Dan kenyataan bahwa Irene seperti yang di katakan Aming, maka Melisa mempunyai teman baru, bisa dikatakan teman barunya dikehidupan nyata? Aming mungkin bisa dianggap temannya, tapi dia juga bisa dianggap bukan seorang teman.
“Tetapi 3 minggu setelahnya, aku sering menyadari Aming menghilang tiba-tiba. Aku begitu asik denganmu dan yang lainnya sehingga beberapa waktu melupakan keberadaan Aming. Kadangkala aku hanya melihatnya ketika sedang sendiri. Tapi dia jarang berbicara dan terlihat sangat suram,” Melisa menoel tangan Irene dengan gelisah.
“Hei, menurutmu apakah dia pergi karena cemburu?
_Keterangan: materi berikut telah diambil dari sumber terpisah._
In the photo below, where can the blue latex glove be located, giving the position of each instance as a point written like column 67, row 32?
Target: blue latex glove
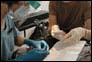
column 33, row 55
column 37, row 44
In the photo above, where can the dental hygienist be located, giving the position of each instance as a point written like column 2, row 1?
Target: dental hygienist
column 10, row 36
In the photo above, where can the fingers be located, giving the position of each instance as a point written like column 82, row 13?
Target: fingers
column 68, row 35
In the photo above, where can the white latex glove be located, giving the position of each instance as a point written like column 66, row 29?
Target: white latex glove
column 57, row 33
column 22, row 49
column 74, row 36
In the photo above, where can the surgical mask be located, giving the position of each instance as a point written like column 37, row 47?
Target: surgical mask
column 21, row 12
column 66, row 1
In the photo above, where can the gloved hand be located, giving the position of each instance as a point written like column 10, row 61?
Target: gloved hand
column 37, row 44
column 57, row 33
column 33, row 55
column 74, row 36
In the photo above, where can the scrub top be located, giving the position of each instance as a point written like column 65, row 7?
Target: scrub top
column 8, row 36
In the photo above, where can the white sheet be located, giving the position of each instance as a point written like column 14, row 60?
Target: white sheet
column 70, row 53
Atau ada alasan lain? Seperti kamu memberiku air doa yang mengusir roh jahat…”
“Mungkin aku harus memberimu lagi supaya otakmu berfungsi lagi,” Irene menepis tangan Melisa dengan jijik. “Terserah kamu terus memikirkan hal itu terus atau tidak, atau aku percaya atau tidak juga hakku. Tetapi kamu harus ingat, Melisa. Jika yang dikatakannya baik untukmu, maka ingatlah itu. Tetapi jika itu hal buruk, maka lupakan saja.” Balasnya lagi.
Melisa tersenyum, mengangguk menatap Irene. Sahabatnya memang orang logis yang paling mentolerir hal-hal aneh yang dia katakan. Tetapi ada pertanyaan yang sangat ingin ditanyakan melisa padanya.
“Menurutmu, kau percaya Aming itu ada atau tidak?” Tanya melisa.
Irene menatap lama pada mata melisa yang jernih, mungkin sedang mencari jejak kebohongannya. Sekian lama hening, Irene mendesah lelah, lalu menjawab, “Sebagian, iya. Dan sebagian, tidak.”